West Sea Otter Water Taxi is a community-focused small business that’s having a major impact on Wuikinuxv Nation by making travel affordable and getting Wuikinuxv people out across their territories.
At a Glance
On the remote central coast—between the long, lush fjord of Rivers Inlet and the glacial green Waanukv River—lies the central community of Wuikinuxv Nation. It is here that Danielle Shaw and Chris “Archie” Corbett launched West Sea Otter Water Taxi—a small, community-focused business with a big impact.
After three years in operation, the business provides a wonderful example of how First Nations’ investments in small business start-ups benefit many in remote communities. Shaw and Corbett overcame the unique barriers faced by First Nations entrepreneurs to create a business that supports their own small family, while benefiting the larger community of Wuikinuxv by making travel affordable for families and helping get community members out on their territory.

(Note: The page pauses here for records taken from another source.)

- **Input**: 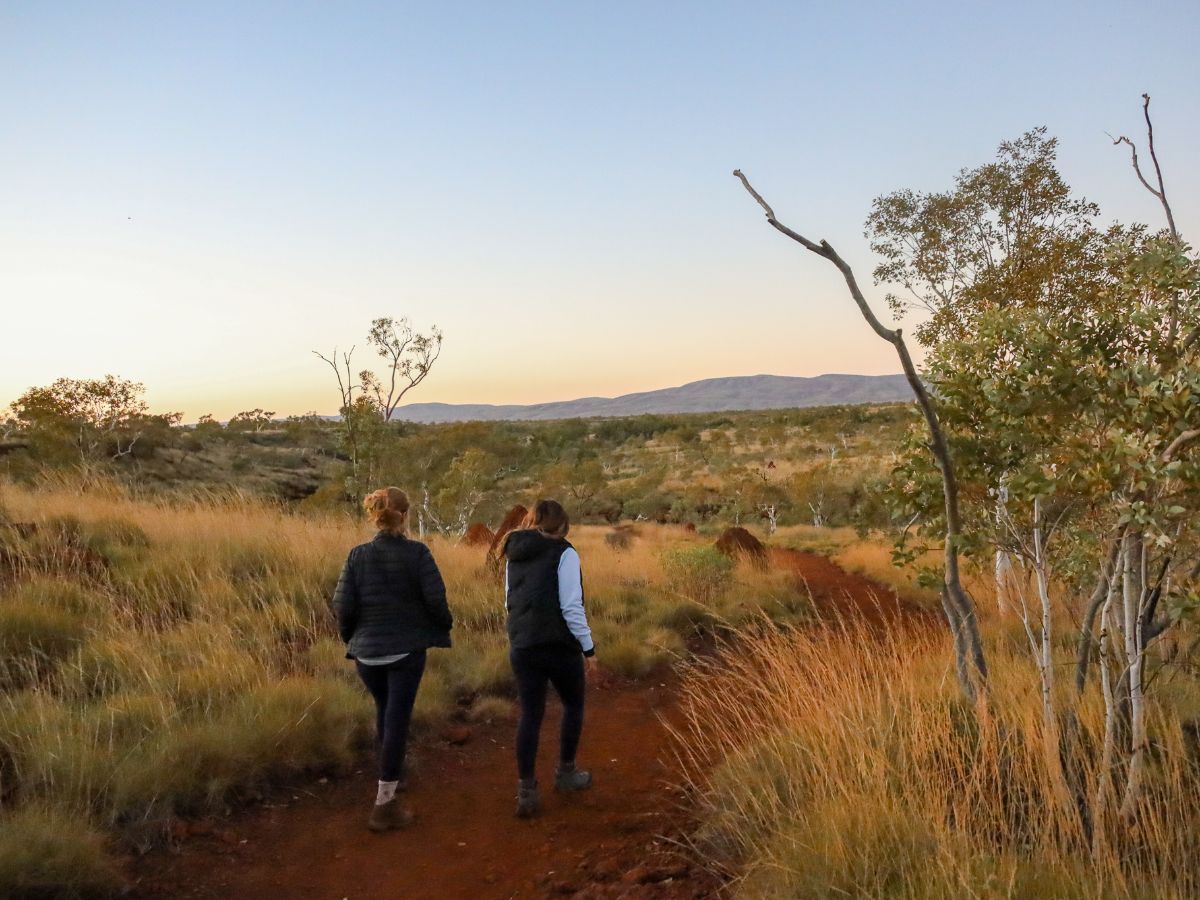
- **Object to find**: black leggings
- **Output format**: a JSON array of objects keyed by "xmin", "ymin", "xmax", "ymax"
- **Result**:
[
  {"xmin": 509, "ymin": 644, "xmax": 586, "ymax": 779},
  {"xmin": 355, "ymin": 650, "xmax": 425, "ymax": 781}
]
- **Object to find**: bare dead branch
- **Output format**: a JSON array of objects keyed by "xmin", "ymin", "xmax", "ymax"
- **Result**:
[{"xmin": 733, "ymin": 169, "xmax": 988, "ymax": 700}]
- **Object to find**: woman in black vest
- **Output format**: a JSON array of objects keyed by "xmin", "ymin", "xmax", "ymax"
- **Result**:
[
  {"xmin": 334, "ymin": 487, "xmax": 454, "ymax": 832},
  {"xmin": 504, "ymin": 500, "xmax": 595, "ymax": 818}
]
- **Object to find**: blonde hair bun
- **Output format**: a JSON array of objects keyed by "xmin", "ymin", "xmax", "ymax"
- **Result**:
[{"xmin": 362, "ymin": 487, "xmax": 408, "ymax": 534}]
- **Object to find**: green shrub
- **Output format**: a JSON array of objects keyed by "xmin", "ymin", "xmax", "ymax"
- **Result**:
[
  {"xmin": 662, "ymin": 547, "xmax": 733, "ymax": 604},
  {"xmin": 12, "ymin": 575, "xmax": 99, "ymax": 626},
  {"xmin": 0, "ymin": 806, "xmax": 121, "ymax": 900},
  {"xmin": 79, "ymin": 518, "xmax": 150, "ymax": 564},
  {"xmin": 0, "ymin": 599, "xmax": 84, "ymax": 689}
]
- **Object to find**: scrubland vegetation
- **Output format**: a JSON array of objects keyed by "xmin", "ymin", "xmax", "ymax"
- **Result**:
[
  {"xmin": 0, "ymin": 369, "xmax": 912, "ymax": 536},
  {"xmin": 0, "ymin": 485, "xmax": 808, "ymax": 894},
  {"xmin": 680, "ymin": 607, "xmax": 1200, "ymax": 898},
  {"xmin": 0, "ymin": 107, "xmax": 1200, "ymax": 899}
]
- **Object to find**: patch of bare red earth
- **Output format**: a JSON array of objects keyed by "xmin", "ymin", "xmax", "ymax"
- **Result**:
[
  {"xmin": 134, "ymin": 682, "xmax": 718, "ymax": 900},
  {"xmin": 132, "ymin": 547, "xmax": 931, "ymax": 900},
  {"xmin": 767, "ymin": 547, "xmax": 937, "ymax": 628}
]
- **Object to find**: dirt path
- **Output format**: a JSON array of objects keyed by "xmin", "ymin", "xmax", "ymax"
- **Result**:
[{"xmin": 133, "ymin": 548, "xmax": 925, "ymax": 900}]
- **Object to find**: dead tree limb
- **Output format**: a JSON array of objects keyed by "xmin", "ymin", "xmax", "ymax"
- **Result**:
[
  {"xmin": 733, "ymin": 169, "xmax": 988, "ymax": 701},
  {"xmin": 1110, "ymin": 94, "xmax": 1180, "ymax": 241}
]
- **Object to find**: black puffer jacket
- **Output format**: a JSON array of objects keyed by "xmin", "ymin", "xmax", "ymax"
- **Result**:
[
  {"xmin": 334, "ymin": 532, "xmax": 454, "ymax": 659},
  {"xmin": 504, "ymin": 529, "xmax": 580, "ymax": 650}
]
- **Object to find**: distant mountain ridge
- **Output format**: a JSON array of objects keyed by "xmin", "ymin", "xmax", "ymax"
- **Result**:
[{"xmin": 396, "ymin": 374, "xmax": 912, "ymax": 422}]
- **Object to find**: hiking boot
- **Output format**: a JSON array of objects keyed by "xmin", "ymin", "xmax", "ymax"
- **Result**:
[
  {"xmin": 516, "ymin": 781, "xmax": 541, "ymax": 818},
  {"xmin": 554, "ymin": 766, "xmax": 592, "ymax": 793},
  {"xmin": 367, "ymin": 797, "xmax": 413, "ymax": 832}
]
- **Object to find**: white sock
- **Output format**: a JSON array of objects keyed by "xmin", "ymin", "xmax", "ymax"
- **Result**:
[{"xmin": 376, "ymin": 781, "xmax": 400, "ymax": 806}]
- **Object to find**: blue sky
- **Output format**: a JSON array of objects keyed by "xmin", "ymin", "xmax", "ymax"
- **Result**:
[{"xmin": 0, "ymin": 2, "xmax": 1200, "ymax": 419}]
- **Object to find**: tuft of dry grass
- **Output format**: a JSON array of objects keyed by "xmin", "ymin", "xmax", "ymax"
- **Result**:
[{"xmin": 678, "ymin": 623, "xmax": 1200, "ymax": 899}]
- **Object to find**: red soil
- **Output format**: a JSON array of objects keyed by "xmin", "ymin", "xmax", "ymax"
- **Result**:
[
  {"xmin": 131, "ymin": 548, "xmax": 932, "ymax": 900},
  {"xmin": 769, "ymin": 547, "xmax": 936, "ymax": 625},
  {"xmin": 462, "ymin": 522, "xmax": 496, "ymax": 547},
  {"xmin": 133, "ymin": 682, "xmax": 716, "ymax": 900}
]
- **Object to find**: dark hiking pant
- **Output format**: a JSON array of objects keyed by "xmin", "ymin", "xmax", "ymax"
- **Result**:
[
  {"xmin": 509, "ymin": 644, "xmax": 586, "ymax": 779},
  {"xmin": 355, "ymin": 650, "xmax": 425, "ymax": 781}
]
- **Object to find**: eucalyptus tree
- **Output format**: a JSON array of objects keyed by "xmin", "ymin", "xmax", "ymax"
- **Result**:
[{"xmin": 313, "ymin": 317, "xmax": 443, "ymax": 497}]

Reclaiming Economic Determination After Colonization
Western archeologists have found settlements in the region dating back over 10,000 years, but the Wuikinuxv Nation have occupied their territory—which runs from Koeye River to Cranston Point, to the head of Wuikinuxv Lake—since time began.
“Before the arrival of the Europeans, our people thrived, surrounded by an abundance of rich natural resources,” writes the author of We are the Wuikinuxv. Those resources included the abundant salmon stock that return each year to spawn in the many tributaries of Wuikinuxv Lake, and the towering western red cedar trees tied closely to the well-being of Wuikinuxv.
Colonization brought conflict, disease, and a new economic imperative—one based on outsiders’ focus on short-term exploitation rather than on long-term stewardship. Wuikinuxv Chief Joseph Chamberlain expressed his concern to the Royal Commission on Indian Affairs that the government was selling Wuikinuxv land to canneries and logging the trees of their territory. “The white men want to take all our land and we are in the position of men who have been pushed half way to the water off our land, and it would not take much to push us off the land into the deep water altogether.”
Despite Chief Chamberlain’s concerns, exploitation forged ahead and by the late 1800s, there were 16 canneries operating in Rivers Inlet and ancient trees were being logged at an unprecedented rate. The Wuikinuxv lifestyle that had previously revolved around hunting, gathering, preserving, and trading, became tied to logging and fishing. By the late 20th century, the once abundant resources of the territory had critically collapsed; by 1999, the local salmon stock had fallen to 0.1% of historic levels.
But Wuikinuxv Nation, along with other coastal First Nations, began reclaiming control of their economic future. They negotiated land use plans for their territory, as part of Coastal First Nations—Great Bear Initiative, and asserted recognition of Wuikinuxv Rights and Title to “create a quality of life that is consistent with Wuikinuxv traditional values and beliefs and responsibilities around stewardship.” As it pursues its inherent right to self-determination, Wuikinuxv Nation has committed to providing environmentally and socially sustainable employment opportunities.
Serving the Needs of a Remote Community
It is one of these opportunities that brought Danielle Shaw to Rivers Inlet. Shaw is a member of Wuikinuxv Nation, but grew up and attended school in the Lower Mainland. When a position opened up with the band office in Rivers Inlet, Shaw—along with her husband Archie Corbett—took the opportunity to return to the territory of her ancestors, and today she works as the Nation’s stewardship director.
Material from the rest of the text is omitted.